This issue is another one that comes down to how much you're willing to spend on your flight. Just know that even if you pay the extra cost to receive first-class bonuses, you likely won't gain much more miles towards whatever rewards you're seeking.

Dedicated Flight Attendants

The flight attendants that are taking care of coach on any given flight have numerous people to look after, and that includes tending to food and drinks, gathering trash before the end of the trip, and keeping an eye out for whatever other needs a passenger may have. That can make it difficult for you to receive a dedicated experience.

Once you upgrade, you'll usually have dedicated flight attendants that are in charge of your cabin, making it much easier for you to get what you need at any point in time. Even so, business class still has a system that's still similar to an assembly line, just in a smaller space. If things are busy, it can be tricky to ask for something extra.

When it comes to first class, you'll have an experience much more like how you'd receive service in a restaurant. You can enjoy meals, drinks, and amenities at your own pace, without feeling rushed by whatever deadlines the crew has to consider. As such, your flight can be much more relaxing in the long run.

Business Expenses

Many people have jobs that require them to fly regularly, which usually involves some form of compensation for employees that take flights, considering that the costs can add up over time. Something of note is that it's generally easier to write off your plane ticket as a work expense if you choose to opt for business class.

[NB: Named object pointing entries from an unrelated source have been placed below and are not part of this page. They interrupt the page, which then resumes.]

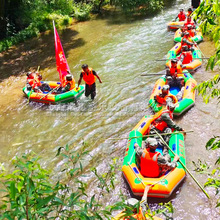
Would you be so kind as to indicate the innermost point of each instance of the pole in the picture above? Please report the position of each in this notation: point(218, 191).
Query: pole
point(49, 92)
point(150, 135)
point(183, 166)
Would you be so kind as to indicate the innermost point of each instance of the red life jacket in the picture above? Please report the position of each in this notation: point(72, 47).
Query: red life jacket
point(184, 43)
point(138, 216)
point(177, 70)
point(181, 16)
point(187, 57)
point(33, 81)
point(72, 84)
point(89, 78)
point(158, 123)
point(148, 164)
point(191, 33)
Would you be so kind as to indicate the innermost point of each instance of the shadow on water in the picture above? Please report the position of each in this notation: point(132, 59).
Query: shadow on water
point(115, 17)
point(39, 50)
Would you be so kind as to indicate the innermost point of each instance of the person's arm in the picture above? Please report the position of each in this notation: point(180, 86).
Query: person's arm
point(170, 122)
point(139, 151)
point(79, 82)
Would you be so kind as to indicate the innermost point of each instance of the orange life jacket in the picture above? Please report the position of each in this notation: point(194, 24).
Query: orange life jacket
point(187, 57)
point(89, 78)
point(181, 16)
point(148, 164)
point(175, 71)
point(34, 81)
point(191, 33)
point(72, 84)
point(158, 123)
point(184, 43)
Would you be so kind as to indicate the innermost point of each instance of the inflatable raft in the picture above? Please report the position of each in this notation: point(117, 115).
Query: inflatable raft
point(66, 97)
point(191, 67)
point(164, 185)
point(197, 38)
point(174, 25)
point(184, 103)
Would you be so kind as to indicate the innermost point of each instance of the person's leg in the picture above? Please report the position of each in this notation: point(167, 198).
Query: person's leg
point(87, 90)
point(93, 91)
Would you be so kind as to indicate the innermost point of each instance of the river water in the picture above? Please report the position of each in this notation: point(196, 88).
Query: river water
point(119, 50)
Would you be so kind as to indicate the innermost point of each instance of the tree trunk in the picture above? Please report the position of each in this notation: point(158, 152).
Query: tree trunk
point(3, 23)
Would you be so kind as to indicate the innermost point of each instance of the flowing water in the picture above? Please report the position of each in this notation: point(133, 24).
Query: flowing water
point(119, 50)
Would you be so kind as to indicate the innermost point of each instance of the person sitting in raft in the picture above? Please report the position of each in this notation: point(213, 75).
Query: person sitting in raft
point(186, 56)
point(186, 40)
point(181, 15)
point(179, 95)
point(164, 122)
point(192, 32)
point(152, 163)
point(34, 82)
point(89, 76)
point(189, 21)
point(68, 84)
point(165, 96)
point(189, 12)
point(171, 74)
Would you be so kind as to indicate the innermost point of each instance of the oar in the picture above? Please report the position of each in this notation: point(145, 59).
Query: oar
point(153, 74)
point(150, 135)
point(38, 68)
point(49, 92)
point(199, 49)
point(202, 58)
point(183, 165)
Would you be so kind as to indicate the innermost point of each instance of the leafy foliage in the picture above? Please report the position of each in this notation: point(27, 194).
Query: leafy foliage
point(208, 14)
point(210, 89)
point(30, 192)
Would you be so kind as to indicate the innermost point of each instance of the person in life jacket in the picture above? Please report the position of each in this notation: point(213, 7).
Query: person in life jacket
point(186, 40)
point(186, 56)
point(89, 76)
point(189, 12)
point(189, 21)
point(171, 73)
point(165, 96)
point(151, 161)
point(133, 204)
point(192, 32)
point(69, 84)
point(164, 122)
point(181, 15)
point(34, 82)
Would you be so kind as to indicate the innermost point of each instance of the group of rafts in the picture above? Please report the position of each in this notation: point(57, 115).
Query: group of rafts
point(163, 186)
point(51, 96)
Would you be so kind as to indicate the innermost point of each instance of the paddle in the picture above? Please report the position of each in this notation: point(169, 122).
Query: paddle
point(38, 68)
point(202, 58)
point(150, 135)
point(183, 165)
point(49, 92)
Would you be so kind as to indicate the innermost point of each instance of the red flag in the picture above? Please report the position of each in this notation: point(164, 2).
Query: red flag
point(62, 65)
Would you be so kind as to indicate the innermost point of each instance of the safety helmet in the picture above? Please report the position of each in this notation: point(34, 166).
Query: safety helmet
point(185, 48)
point(85, 66)
point(131, 202)
point(174, 61)
point(152, 143)
point(165, 88)
point(170, 106)
point(69, 77)
point(189, 26)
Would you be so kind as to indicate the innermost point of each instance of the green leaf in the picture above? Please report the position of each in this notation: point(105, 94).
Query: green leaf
point(12, 190)
point(58, 151)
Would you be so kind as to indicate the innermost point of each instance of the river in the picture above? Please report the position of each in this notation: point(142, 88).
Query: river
point(119, 50)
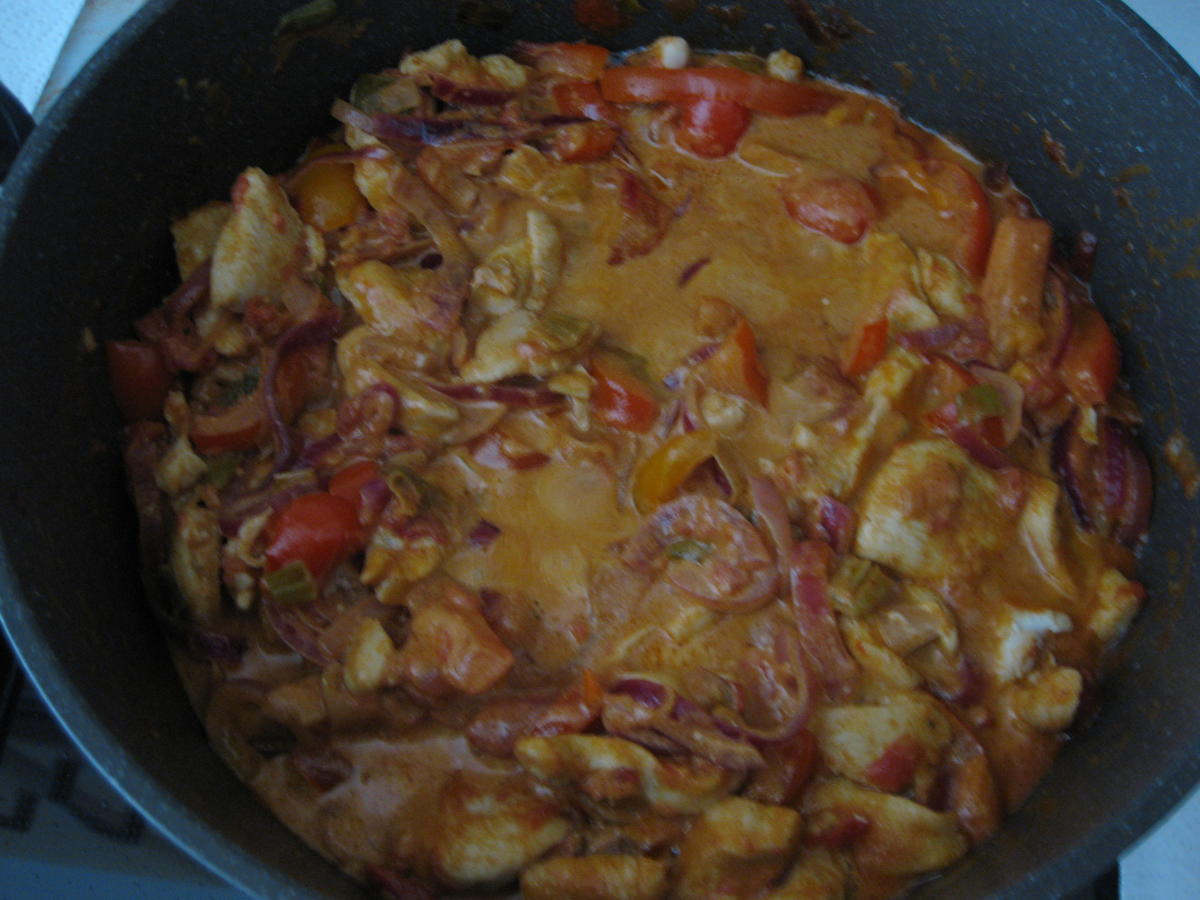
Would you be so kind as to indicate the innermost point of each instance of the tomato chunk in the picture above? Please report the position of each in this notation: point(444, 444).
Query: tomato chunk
point(621, 399)
point(139, 378)
point(867, 347)
point(712, 127)
point(736, 367)
point(840, 208)
point(319, 529)
point(1092, 359)
point(583, 142)
point(937, 204)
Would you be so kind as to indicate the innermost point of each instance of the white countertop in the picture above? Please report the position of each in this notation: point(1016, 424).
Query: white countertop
point(45, 42)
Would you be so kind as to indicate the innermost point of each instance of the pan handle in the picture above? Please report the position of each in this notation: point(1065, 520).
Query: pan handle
point(15, 127)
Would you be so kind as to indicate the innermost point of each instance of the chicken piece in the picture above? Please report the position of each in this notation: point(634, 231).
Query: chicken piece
point(401, 553)
point(595, 877)
point(180, 468)
point(521, 273)
point(843, 450)
point(819, 875)
point(1117, 600)
point(1015, 639)
point(735, 850)
point(450, 646)
point(1048, 699)
point(196, 561)
point(196, 235)
point(615, 769)
point(1041, 531)
point(903, 838)
point(453, 60)
point(261, 245)
point(883, 745)
point(931, 513)
point(918, 619)
point(945, 285)
point(371, 658)
point(892, 283)
point(394, 300)
point(489, 829)
point(522, 342)
point(529, 173)
point(882, 670)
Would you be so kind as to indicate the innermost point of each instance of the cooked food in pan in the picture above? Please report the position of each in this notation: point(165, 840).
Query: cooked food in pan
point(663, 475)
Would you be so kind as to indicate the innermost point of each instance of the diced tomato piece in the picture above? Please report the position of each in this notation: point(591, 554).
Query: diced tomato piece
point(867, 347)
point(319, 529)
point(664, 472)
point(577, 61)
point(841, 831)
point(1092, 360)
point(897, 765)
point(647, 84)
point(582, 99)
point(953, 216)
point(621, 399)
point(361, 484)
point(712, 127)
point(736, 367)
point(235, 429)
point(583, 142)
point(573, 712)
point(139, 378)
point(840, 207)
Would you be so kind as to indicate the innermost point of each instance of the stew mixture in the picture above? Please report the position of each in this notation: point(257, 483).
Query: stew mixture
point(663, 475)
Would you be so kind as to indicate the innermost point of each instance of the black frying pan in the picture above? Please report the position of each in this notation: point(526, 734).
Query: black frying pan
point(190, 93)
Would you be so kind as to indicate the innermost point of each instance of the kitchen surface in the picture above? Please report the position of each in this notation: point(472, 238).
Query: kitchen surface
point(66, 833)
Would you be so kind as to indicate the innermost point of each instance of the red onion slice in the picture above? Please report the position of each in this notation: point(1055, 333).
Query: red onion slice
point(820, 637)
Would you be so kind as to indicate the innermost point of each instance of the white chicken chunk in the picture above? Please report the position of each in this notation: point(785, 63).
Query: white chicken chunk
point(522, 342)
point(487, 831)
point(1017, 637)
point(595, 877)
point(196, 235)
point(1117, 600)
point(613, 769)
point(904, 838)
point(521, 273)
point(852, 738)
point(1049, 699)
point(931, 513)
point(263, 243)
point(736, 850)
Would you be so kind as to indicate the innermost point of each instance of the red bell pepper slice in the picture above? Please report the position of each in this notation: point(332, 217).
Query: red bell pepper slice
point(959, 219)
point(319, 529)
point(139, 378)
point(621, 399)
point(712, 127)
point(867, 347)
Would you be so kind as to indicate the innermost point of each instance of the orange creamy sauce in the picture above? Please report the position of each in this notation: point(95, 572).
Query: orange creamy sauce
point(411, 777)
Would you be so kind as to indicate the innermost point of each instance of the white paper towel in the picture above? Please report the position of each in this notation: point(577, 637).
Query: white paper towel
point(30, 37)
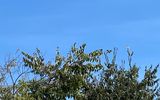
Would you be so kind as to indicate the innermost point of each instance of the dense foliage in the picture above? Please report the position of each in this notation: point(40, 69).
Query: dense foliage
point(79, 75)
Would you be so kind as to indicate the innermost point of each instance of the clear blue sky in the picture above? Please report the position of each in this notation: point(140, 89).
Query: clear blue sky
point(46, 24)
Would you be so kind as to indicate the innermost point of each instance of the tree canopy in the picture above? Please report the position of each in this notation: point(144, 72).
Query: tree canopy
point(80, 75)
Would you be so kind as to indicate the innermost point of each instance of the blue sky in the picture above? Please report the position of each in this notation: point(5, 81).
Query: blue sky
point(46, 24)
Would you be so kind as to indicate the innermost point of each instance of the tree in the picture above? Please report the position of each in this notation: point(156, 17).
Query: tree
point(84, 76)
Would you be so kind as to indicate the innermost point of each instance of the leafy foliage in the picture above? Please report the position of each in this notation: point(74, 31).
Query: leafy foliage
point(83, 76)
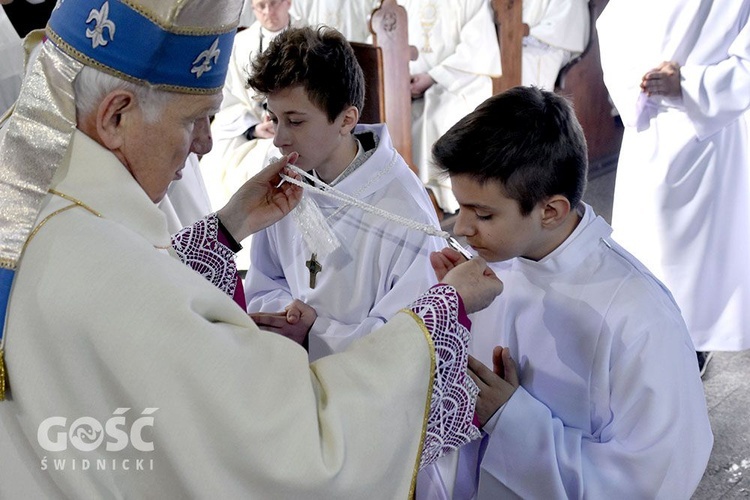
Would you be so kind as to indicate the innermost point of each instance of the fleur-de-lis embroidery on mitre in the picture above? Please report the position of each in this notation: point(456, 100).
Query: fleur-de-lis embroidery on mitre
point(210, 53)
point(102, 23)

Considering the price gap between the two, it can be easy to tell why a company would be more willing to pay for business class than a first-class seat. Then again, this accommodation will depend on the policies in your workplace, but it's something to keep in mind.

International vs. Domestic Flights

While this guide focuses on helping you understand the aspects of business class vs first class, it's still important to consider whether your chosen flight will be international or domestic. Generally, the first class is accommodation available on international flights, while local planes will see only the economy and business classes. Once again, this depends on the airline, but it's something you may encounter.

How to Choose the Best Seats

So with everything outlined between the two classes of air travel, how do you go about selecting the best available seats for a comfortable and luxurious flight? Here are some things to consider when searching for your tickets.

  • See what accommodations are available. While the first class does surpass business seating in many ways, the gap between the two has been shrinking over the past few years. Because the price discrepancy is still there, though, it's worthwhile to see just what distinctions are available from your chosen airline before you commit.
  • Compare prices and plans between airlines. While you'll see a steady incline in quality if you upgrade your ticket from economy, not all business and first class cabins are equal. You'll see differences if you fly on various airlines, so keep that in mind. If you see similar ticket prices, compare what accommodations they have to get the best possible deal.
  • Consider when you want to disembark. The closer you are to the front of the plane, the easier it is to get off once you've landed. Naturally, upgraded tickets are the first seats available, giving you the first shot at getting off without any hassle. First-class seats will be the first to disembark, with business class following after. Neither will be as hectic as coach, but there is a slight difference.
  • Join a frequent flier program. If you plan on regularly flying in business or first class, it's more than worth it to join a frequent flier program. That way you can be in line for upgrades and have a better chance at receiving a comfortable seat—even if you choose not to upgrade entirely to first class in the process.

When it comes to flying, where you sit can completely change your experience, and understanding the differences between first and business class is the foundation for having the most comfortable flight possible.